JSE and New York Exchange-listed Sibanye-Stillwater on Thursday declared an R1.338 billion interim dividend, or 50 cents a share, on the change to its fortunes thanks to the jump in the gold price.

Normalised earnings increased to a record R8.84bn ($531 million) from an R2.11bn loss a year earlier.

“This has positioned the group to resume cash dividends, which were suspended following the acquisition of Stillwater in the first half of 2017, which resulted in a temporary increase in group debt,” chief executive Neal Froneman said.

The group acquired Stillwater Mining in the US for $2.2bn in 2017.
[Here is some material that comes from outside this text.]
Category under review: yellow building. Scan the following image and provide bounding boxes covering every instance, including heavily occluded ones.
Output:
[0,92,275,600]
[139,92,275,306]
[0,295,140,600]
Sibanye-Stillwater said the board had deemed this declaration as prudent under the current circumstances, given enduring uncertainty around the ongoing impact of Covid-19 pandemic. Froneman said the interim dividend declared was equal to 15 percent of normalised earnings for the first half, which is below the 25 to 35 percent payout range of the company’s policy.

“The board will review the dividend at the end of the year according to the dividend policy,” said Froneman.
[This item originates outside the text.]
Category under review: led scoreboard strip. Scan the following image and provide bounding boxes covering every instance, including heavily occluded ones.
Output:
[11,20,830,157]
Gold producers are raking in cash after the gold price surged by almost 30 percent since January and touched $2 000 an ounce with the rand gold price also touching the record R1m a kilogram.

Froneman said that responsible strategic and operating decisions had minimised the effect of the Covid-19 pandemic on the business.

“We have emerged in a robust financial position with leverage continuing to fall, without the group having had to resort to additional financing, as required by many other companies globally,” said Froneman.

South African operations were suspended during the first five weeks of the national lockdown, with a progressive ramp-up in capacity permitted from May subject to Covid-19 workplace restrictions being applied, said the group.

Gold production from South Africa was 403 621 ounces for the first half, 17 percent higher than June 2019.

The company said 4 element (4E) Platinum Group Metals (PGM) production from the South African operations increased by 5 percent year-on-year to 657 828 4E ounces, with the inclusion of the Marikana operation for the full six month period offsetting lost production due to Covid-19 disruptions.

Looking ahead, the group revised 4E PGM production for 2020 from the South African PGM operations to be between 1.35 million and 1.45 million 4E ounces.

Sibanye shares closed 3.27 percent higher at R50.48 on the JSE on Thursday.